Es geht jetzt wie in den meisten Diskussionen, bei denen es um Soziales oder Geld geht, in die Richtung, dass ein System bedingungslos für die ein Seite (hier kranke gemeldete Arbeitnehmer) bedingungslos und immer gut sein muss und die andere Seite (Gesunde + Arbeitgeber) vollkommen egal zu sein scheint.
75% Lohn im Krankheitsfall geht nicht, weil es da Menschen gibt, die mit 75% nicht auskommen? Jegliche Einschnitte gehen nicht, weil es chronisch kranke gibt? Ja klar, es geht garnichts weil man immer Fälle findet, die damit Probleme haben.

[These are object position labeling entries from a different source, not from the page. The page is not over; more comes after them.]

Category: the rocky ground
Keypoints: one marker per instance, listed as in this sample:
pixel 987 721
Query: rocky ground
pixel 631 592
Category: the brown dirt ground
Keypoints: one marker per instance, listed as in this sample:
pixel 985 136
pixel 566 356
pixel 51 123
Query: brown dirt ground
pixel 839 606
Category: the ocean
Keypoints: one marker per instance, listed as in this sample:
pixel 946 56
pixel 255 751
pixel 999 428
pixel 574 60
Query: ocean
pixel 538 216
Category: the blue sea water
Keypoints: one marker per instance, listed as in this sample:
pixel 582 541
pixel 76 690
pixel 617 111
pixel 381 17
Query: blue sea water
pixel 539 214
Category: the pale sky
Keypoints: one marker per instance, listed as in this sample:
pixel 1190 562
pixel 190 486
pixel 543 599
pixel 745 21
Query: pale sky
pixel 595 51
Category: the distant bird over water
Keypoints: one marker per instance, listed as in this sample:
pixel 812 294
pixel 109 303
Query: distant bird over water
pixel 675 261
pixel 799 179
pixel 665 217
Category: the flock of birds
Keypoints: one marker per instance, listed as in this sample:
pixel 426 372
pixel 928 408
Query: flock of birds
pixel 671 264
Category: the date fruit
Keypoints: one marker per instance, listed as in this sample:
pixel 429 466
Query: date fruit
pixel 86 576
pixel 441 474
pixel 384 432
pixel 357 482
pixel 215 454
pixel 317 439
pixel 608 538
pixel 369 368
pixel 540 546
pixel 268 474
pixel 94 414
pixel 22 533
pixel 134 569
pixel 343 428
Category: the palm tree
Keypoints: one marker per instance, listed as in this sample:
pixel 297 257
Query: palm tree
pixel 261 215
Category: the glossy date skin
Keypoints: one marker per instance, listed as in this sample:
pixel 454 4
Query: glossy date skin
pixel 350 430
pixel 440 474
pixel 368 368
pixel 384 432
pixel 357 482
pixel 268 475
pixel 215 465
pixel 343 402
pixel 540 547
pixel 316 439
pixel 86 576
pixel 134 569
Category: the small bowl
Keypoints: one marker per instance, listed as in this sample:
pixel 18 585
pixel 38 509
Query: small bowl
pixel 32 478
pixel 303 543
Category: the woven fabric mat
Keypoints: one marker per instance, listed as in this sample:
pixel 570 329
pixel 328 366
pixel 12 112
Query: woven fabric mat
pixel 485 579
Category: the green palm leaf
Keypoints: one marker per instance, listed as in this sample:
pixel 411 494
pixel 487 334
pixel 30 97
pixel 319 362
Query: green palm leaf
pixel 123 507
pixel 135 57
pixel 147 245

Dann könntet ihr genauso gut auch fordern, dass nicht 6 Wochen sondern 100 Jahre Lohnfortzahlung im Krankheitsfall geben soll, weil sonst hat der Arbeitnehmer auch weniger Geld nach 6 Wochen. Und Arbeitslosengeld (ALG I) könnte man dauerhaft zahlen und bitte in Höhe von 100% des vorherigen Gehaltes, weil ist ja auch nicht jeder Schuld an seiner Arbeitslosigkeit.
Umgekehrt ist euch aber vollkommen egal, wie die Gegenseite (gesunde Arbeitnehmer und die Arbeitgeber) mit so einem System klar kommen.
Ich werde jetzt vermutlich falsch verstanden. Ich bin nicht gegen Lohnfortzahlungen im Krankheitsfall. Ich bin nur verwundert mit welcher Selbstverständlichkeit das alles erwartet wird. Du kannst in Deutschland so oft und so lange krank sein, wie du willst, dein Arbeitgeber muss dir immer 100% Lohn zahlen. (Einzige Ausnahme: Eine einzelne Erkrankung überschreitet 6 Wochen und selbst dann zahlt zumindest noch die Versicherung.)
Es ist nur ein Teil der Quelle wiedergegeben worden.